Le 28 avril 1923, à la mairie de Paris 11ème, Kléber Plisson, âgé de 19 ans, épouse Marguerite, Joséphine Le Guiff, ménagère née le 26 janvier 1904 à Keryado-Lorient (Morbihan). Elle est sans profession et habite au 139, rue de Charonne, qui est également l’adresse de Kléber Plisson, qui habite chez sa mère. Le couple a un garçon, Georges, qui naît le 4 novembre 1923.
En 1925, la famille habite au 139, rue de Charonne. Kléber Plisson effectue alors son service militaire et il est inscrit comme militaire sur les listes électorales de l’arrondissement à cette date. En 1926, il habite rue de Charonne avec sa mère, son épouse et son fils. Il est alors manœuvre.
En 1936, il est ouvrier chez Pigier et son épouse est couturière. Sa mère n’habite plus avec eux.

Le 14 juin 1940, les troupes de la Wehrmacht entrent dans Paris, vidée des deux tiers de sa population. La ville cesse d’être la capitale du pays et devient le siège du commandement militaire allemand en France. Le 22 juin, l’armistice est signé. Le 10 juillet 1940 le maréchal Pétain, investi des pleins pouvoirs par l’Assemblée nationale, s’octroie le lendemain le titre de « chef de l’Etat français » et lance la « révolution nationale » en rupture avec nombre de principes républicains (confusion des pouvoirs législatifs et exécutifs ; rejet du multipartisme, suppression des syndicats et du droit de grève, antisémitisme d’état…).

La police française le considère comme un « agent actif de la propagande clandestine » et note qu’il a remis une quinzaine de “papillons” communiste à un camarade d’atelier.
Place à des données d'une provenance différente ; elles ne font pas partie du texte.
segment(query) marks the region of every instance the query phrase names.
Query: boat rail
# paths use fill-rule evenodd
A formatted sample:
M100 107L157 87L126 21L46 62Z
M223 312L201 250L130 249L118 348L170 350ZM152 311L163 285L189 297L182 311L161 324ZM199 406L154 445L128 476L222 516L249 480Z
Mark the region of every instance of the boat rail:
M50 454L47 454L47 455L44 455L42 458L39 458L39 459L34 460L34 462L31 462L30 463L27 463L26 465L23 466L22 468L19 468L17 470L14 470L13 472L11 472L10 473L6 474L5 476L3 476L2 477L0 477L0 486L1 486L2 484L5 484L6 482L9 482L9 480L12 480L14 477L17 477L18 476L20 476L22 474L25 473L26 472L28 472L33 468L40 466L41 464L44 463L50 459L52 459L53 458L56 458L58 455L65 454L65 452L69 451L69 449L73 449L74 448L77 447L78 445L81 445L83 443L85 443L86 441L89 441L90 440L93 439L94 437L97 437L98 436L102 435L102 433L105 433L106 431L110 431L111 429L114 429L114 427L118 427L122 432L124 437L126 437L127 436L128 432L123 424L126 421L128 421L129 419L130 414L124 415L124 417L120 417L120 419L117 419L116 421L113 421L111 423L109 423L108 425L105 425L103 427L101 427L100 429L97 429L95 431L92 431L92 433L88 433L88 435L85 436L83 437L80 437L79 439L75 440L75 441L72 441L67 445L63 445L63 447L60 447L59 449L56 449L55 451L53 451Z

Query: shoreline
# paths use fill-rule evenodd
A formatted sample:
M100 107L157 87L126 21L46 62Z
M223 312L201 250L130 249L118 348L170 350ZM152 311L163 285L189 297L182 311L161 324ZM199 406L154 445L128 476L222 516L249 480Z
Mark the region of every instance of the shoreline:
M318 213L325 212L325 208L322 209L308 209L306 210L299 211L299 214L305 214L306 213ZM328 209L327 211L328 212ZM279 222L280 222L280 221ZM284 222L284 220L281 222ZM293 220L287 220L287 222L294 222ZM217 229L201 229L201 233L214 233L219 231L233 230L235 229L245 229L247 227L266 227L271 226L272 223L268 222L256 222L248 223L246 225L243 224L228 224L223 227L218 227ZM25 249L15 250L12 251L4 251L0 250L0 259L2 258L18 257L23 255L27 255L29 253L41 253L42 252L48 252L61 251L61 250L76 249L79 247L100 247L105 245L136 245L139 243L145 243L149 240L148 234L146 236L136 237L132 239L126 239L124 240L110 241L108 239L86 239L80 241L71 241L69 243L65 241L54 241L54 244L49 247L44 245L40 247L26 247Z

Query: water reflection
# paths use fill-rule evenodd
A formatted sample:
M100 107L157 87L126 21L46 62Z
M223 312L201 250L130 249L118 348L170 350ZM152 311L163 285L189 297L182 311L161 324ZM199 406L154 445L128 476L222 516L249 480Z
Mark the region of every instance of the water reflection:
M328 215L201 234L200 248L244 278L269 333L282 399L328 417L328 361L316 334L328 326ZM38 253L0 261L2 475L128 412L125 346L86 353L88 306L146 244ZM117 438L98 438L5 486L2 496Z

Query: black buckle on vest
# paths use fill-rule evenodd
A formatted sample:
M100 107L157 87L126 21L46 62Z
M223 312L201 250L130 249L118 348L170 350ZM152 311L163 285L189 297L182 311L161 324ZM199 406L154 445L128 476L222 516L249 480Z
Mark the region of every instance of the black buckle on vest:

Kléber Plisson est arrêté le 8 avril 1941 à Pantin en même temps que Jean Boisseau militant de Drancy, pour « distribution de tracts communistes ».
Ils sont incarcérés à la Maison d’arrêt de la Santé le 10 avril 1941 en attente de jugement. Inculpés d’infraction au décret du 26 septembre 1939, ils comparaissent le 17 avril 1941 devant la 10ème chambre du Tribunal correctionnel de la Seine.
Kleber Plisson est condamné à quatre mois de prison.

La Centrale de Poissy © J. Tronel

Il est écroué à la Maison d’arrêt de Fresnes le 22 avril 1941, puis à la Maison centrale de Poissy. A l’expiration de sa peine d’emprisonnement, le 1er août, il est possible qu’il ait été libéré. Toutefois l’arrestation de près d’un millier de communistes de la région parisienne dans le cadre de la grande rafle commencée le 22 juin 1941 (opération Theoderik) qui suit l’invasion de l’Union soviétique n’incite guère à suivre cette hypothèse. On sait que depuis le début de l’Occupation, la Préfecture de police de Paris agit par tous les moyens pour arrêter et emprisonner les communistes.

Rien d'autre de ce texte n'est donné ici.